Dr Qaisar Abbas, a prominent scholar and former President of South Asia Democracy Watch, has passed away after a brief illness.
His funeral was held in Denton and was laid to rest at a Muslim cemetery in the same city.
Abbas, born in Pakistan to Syed Bakshish Abbas Rizvi and Fatima Tauqir, was a distinguished academic and journalist. He earned his Master’s in Journalism from Punjab University and initially worked as a News Producer for Pakistan Television and as an information officer at the Ministry of Education in Punjab.
In 1981, he immigrated to the United States, where he pursued further education, obtaining a Master’s degree from Iowa State University and a PhD from the University of Wisconsin-Madison.
He made significant contributions to the field of mass communication and held administrative positions at various American universities, including roles as an assistant dean and director of multicultural affairs.
Dr Abbas had a deep interest in political and international communication, development broadcasting, poetry, resistance, and postcolonial South Asia.
He was a prolific writer, contributing to academic journals and newspapers in both English and his native language, Urdu.
Beyond his academic endeavors, Abbas was a published Urdu poet and served as the chief editor for JeddoJehad. He co-edited the book “From Terrorism to Television: Dynamics of State, Media, and Society in Pakistan” (Routledge, 2020).
He was actively involved in several organisations and notably held the position of Executive Director for South Asia Democracy Watch.
He recently completed a manuscript for a book titled “Umeed e Sahar ki baat,” dedicated to his granddaughters, Iman and Noor Rizvi.
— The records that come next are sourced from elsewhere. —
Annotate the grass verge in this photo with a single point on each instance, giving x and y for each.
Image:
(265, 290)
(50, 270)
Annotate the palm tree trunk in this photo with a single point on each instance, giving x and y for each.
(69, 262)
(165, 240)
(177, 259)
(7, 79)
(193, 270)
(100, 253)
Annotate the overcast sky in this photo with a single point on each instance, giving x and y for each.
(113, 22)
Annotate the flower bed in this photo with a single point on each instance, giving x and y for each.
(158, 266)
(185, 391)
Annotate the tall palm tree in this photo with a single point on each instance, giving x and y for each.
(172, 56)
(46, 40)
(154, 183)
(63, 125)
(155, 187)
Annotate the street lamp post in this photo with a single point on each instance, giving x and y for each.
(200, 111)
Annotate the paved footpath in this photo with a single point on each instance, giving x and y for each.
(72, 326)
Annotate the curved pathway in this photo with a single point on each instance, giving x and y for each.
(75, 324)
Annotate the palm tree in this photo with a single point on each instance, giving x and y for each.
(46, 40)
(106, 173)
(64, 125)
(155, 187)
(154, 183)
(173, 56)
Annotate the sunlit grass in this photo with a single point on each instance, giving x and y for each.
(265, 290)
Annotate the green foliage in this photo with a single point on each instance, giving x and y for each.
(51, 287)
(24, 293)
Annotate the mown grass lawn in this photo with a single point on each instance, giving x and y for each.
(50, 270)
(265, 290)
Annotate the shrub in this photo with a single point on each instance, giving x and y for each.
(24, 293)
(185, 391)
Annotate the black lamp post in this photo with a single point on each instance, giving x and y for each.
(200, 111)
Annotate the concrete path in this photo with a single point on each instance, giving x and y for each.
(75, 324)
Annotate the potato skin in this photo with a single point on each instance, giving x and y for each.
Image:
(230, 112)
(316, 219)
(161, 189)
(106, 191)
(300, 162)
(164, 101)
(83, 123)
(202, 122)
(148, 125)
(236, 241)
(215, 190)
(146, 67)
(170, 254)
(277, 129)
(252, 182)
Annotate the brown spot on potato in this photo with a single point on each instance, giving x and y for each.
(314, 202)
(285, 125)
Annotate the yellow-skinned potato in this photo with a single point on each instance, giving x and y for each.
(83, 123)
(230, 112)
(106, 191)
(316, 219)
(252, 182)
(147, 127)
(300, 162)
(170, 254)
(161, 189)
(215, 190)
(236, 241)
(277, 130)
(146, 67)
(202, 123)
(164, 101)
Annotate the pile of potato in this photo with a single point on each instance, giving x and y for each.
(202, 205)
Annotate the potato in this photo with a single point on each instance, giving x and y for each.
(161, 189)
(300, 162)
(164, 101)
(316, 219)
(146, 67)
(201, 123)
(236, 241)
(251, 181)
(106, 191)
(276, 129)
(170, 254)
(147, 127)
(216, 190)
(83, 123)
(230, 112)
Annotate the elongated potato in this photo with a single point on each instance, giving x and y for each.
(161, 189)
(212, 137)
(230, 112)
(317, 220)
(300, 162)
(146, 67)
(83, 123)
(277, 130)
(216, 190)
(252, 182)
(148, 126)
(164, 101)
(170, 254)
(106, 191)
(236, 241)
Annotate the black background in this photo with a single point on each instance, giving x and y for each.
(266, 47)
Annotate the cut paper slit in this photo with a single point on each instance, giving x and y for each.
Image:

Dr Abbas is survived by his wife, Dr Saleha Suleman, his twin sons, Shahryar Rizvi and Shahrzad Rizvi, and his siblings, Manzar Abbas, Kosar Abbas, Yawar Abbas, Haider Abbas, and Rana Khurshid.
His passing is a significant loss to the academic and South Asian community, and his contributions will be remembered and cherished.
Many leaders have described his death as a significant loss to the academic and South Asian community, emphasising that his contributions will always be remembered.